É fundamental reafirmar que a pauta da justiça tributária marcou a virada de chave do governo Lula, diferentemente da versão da mídia, de que a popularidade de Lula cresceu graças aos erros do bolsonarismo, especialmente de Eduardo Bolsonaro nos EUA.
A virada começou quando o presidente da Câmara, Hugo Motta, rompeu o acordo feito com Lula e derrubou o IOF, em julho de 2025. O presidente foi ao debate público afirmando que o Congresso queria tirar dinheiro dos pobres e dar aos ricos. Na sequência, veio o tarifaço de Trump e, mais uma vez, Lula impulsionou um enfrentamento em nome da soberania nacional. Em ambos os casos, Boulos foi peça-chave para que essas narrativas se enraizassem na sociedade, por meio da mobilização dos movimentos sociais.
O ápice desse processo veio na ampla mobilização social que derrotou a PEC da Blindagem e a PEC das Anistias para os Golpistas, ambas aprovadas na sequência pela Câmara dos Deputados. Boulos bancou a convocação dos atos de 21 de setembro de 2025, com o mote “Congresso Inimigo do Povo”, contrariando setores da esquerda que não queriam melindrar o Parlamento. As manifestações massivas serviram não só para derrotar os retrocessos legislativos, como também para consolidar na opinião pública a ideia de que a maioria parlamentar de direita sabota o governo Lula.

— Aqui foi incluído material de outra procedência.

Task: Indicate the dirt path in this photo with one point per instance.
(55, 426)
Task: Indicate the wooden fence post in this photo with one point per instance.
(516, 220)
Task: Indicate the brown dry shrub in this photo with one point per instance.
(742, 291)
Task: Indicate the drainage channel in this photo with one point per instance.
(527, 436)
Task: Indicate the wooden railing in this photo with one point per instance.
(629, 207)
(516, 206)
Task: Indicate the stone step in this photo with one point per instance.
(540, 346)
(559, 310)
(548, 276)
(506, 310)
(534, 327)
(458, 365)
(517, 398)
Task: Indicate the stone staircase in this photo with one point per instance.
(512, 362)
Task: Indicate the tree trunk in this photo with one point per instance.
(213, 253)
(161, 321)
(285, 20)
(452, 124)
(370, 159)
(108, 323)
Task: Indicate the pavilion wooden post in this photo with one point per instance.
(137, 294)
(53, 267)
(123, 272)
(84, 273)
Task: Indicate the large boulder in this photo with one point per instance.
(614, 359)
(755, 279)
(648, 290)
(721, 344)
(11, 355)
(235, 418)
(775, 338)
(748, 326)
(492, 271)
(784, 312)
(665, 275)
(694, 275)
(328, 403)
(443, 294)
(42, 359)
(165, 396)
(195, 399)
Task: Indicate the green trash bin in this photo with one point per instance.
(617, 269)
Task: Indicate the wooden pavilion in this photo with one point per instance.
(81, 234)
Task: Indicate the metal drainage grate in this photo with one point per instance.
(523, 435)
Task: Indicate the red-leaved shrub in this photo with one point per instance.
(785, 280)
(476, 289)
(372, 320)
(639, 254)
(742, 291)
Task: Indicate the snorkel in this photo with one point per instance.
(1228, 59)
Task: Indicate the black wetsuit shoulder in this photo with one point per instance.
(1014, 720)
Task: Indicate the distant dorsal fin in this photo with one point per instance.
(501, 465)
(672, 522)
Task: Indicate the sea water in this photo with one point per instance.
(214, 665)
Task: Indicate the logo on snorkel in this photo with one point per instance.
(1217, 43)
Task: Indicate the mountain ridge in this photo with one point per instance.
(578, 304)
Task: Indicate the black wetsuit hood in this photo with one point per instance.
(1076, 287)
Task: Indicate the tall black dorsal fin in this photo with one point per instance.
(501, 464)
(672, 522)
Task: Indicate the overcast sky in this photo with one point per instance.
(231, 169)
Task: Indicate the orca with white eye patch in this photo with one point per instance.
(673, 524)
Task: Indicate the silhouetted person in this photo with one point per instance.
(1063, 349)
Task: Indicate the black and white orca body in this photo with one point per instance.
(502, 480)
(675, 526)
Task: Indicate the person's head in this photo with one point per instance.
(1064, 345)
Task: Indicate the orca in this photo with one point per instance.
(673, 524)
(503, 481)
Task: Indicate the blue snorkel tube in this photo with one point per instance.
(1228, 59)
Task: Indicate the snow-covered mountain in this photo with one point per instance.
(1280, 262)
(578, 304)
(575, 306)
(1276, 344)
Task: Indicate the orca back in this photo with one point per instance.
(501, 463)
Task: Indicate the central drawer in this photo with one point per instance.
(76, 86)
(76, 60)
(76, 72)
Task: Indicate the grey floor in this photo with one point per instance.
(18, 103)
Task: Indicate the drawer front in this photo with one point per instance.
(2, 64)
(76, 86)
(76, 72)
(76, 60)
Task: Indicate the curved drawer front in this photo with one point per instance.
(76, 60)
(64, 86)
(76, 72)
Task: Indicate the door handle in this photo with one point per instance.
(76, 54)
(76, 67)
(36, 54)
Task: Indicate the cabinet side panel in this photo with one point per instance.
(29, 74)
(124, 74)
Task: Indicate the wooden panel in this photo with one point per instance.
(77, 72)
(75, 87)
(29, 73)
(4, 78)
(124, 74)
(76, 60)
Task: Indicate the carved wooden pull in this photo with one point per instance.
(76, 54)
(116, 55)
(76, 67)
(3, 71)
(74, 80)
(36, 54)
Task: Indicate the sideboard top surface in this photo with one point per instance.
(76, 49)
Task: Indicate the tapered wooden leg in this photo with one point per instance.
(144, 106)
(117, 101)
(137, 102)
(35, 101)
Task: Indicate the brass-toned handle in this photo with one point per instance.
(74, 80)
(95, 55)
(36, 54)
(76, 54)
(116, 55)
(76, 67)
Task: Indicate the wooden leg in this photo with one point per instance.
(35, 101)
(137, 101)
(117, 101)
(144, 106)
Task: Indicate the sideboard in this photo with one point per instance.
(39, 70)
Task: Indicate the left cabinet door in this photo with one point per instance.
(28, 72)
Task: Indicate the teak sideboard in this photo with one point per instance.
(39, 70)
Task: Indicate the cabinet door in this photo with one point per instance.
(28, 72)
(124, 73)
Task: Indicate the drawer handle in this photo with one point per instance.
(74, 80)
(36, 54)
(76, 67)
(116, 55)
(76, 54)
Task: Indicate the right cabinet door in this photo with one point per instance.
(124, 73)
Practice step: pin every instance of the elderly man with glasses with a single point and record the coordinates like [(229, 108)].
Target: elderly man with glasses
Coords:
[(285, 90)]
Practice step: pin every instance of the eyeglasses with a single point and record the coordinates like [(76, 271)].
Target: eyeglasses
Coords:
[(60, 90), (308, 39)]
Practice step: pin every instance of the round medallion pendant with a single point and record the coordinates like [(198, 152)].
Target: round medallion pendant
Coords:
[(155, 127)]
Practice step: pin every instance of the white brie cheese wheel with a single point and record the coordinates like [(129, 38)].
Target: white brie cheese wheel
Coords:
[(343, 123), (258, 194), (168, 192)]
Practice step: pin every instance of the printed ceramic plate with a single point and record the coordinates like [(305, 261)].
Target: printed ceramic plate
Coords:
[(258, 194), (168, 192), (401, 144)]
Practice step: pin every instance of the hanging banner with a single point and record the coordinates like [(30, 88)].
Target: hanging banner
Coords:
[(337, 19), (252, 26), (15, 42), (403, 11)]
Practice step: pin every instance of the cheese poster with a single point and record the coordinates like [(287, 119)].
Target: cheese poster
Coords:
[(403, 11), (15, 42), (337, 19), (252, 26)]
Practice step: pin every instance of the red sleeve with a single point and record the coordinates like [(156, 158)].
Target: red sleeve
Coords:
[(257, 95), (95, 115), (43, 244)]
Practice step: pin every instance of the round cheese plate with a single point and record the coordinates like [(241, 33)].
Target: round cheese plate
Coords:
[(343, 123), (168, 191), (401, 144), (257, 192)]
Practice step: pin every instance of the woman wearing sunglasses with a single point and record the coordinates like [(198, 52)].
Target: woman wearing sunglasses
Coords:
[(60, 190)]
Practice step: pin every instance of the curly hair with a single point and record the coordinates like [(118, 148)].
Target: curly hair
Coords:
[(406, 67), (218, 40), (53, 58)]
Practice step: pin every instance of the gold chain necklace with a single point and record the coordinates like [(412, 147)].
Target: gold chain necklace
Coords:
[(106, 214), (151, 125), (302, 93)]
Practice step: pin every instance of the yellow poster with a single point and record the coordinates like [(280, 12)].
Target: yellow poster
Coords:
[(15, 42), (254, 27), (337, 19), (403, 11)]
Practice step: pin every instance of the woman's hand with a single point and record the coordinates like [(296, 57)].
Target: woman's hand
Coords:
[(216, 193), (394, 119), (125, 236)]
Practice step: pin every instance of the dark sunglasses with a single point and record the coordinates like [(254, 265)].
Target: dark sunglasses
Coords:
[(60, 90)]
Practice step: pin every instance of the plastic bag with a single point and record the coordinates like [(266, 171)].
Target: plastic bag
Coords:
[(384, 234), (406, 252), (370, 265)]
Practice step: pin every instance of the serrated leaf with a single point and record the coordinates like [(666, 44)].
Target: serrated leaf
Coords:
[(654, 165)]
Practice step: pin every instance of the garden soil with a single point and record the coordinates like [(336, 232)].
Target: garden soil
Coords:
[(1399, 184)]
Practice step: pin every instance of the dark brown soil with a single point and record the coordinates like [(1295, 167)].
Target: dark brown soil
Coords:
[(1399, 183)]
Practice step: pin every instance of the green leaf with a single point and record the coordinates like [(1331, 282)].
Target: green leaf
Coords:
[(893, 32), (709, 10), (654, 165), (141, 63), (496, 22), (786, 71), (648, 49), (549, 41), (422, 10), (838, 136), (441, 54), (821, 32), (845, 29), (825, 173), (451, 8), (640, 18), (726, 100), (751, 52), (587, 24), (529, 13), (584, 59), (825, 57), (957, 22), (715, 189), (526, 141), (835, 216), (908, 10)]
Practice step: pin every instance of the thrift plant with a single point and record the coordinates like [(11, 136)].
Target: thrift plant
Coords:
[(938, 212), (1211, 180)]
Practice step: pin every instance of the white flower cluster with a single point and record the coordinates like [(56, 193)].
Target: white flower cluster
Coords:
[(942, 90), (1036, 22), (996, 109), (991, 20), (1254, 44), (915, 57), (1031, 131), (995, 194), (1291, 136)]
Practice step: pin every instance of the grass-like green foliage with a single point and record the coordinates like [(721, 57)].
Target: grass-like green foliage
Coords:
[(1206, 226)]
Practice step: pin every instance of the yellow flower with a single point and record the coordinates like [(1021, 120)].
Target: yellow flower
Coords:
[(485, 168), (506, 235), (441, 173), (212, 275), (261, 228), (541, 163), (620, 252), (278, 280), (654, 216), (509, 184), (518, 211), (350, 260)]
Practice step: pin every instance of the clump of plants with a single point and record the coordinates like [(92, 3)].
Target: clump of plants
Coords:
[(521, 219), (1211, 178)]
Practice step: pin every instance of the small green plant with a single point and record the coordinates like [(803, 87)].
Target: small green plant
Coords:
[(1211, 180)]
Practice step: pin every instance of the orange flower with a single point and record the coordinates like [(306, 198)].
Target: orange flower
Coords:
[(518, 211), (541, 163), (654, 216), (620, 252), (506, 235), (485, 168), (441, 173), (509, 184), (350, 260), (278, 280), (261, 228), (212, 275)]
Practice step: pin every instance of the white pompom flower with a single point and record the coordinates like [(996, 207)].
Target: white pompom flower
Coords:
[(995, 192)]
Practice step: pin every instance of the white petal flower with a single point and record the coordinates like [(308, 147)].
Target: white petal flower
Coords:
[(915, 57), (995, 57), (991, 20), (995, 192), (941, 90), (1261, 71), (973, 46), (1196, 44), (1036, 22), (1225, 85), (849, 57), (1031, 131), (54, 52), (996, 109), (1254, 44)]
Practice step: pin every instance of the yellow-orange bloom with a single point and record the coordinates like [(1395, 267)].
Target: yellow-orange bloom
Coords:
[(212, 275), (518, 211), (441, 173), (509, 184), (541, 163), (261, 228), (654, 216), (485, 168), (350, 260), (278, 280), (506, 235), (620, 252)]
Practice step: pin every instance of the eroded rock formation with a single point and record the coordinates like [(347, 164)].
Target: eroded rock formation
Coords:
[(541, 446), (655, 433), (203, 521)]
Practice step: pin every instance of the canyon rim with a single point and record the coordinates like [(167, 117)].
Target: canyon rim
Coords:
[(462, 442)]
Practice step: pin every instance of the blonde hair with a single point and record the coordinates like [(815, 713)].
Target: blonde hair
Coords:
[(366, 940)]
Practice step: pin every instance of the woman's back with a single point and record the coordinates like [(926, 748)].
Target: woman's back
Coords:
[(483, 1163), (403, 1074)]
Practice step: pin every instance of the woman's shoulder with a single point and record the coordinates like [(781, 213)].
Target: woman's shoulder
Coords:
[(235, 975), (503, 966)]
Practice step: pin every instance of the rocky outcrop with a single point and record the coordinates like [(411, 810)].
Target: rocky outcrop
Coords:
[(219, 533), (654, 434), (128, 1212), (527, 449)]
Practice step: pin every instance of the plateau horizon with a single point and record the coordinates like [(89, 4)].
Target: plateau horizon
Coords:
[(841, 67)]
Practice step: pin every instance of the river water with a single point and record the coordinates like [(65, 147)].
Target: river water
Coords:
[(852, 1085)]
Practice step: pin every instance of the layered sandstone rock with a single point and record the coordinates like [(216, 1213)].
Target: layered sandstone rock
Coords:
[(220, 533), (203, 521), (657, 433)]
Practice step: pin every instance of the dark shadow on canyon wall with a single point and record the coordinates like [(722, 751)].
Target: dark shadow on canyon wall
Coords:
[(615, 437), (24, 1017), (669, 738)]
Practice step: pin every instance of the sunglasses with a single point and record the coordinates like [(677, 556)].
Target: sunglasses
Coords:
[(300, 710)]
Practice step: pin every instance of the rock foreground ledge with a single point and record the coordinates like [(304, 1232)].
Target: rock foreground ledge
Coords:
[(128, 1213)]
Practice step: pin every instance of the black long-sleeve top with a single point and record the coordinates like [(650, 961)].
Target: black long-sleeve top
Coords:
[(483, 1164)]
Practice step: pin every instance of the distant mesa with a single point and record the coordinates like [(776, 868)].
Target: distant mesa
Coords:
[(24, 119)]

Agora, com Boulos na SG-PR, o presidente completa uma trinca de ministros na chamada “cozinha” do Planalto, com capacidade e disposição para mobilizar, cada um responsável por uma arena: Sidônio nas redes, Gleisi no Parlamento e Boulos nas ruas — os três coordenando a mobilização da base social progressista capaz de irradiar os feitos do governo Lula e defender o presidente dos ataques, sustentando, dessa maneira, o crescimento de sua popularidade e as perspectivas de vitória em 2026.
Este texto não representa, necessariamente, a opinião de CartaCapital.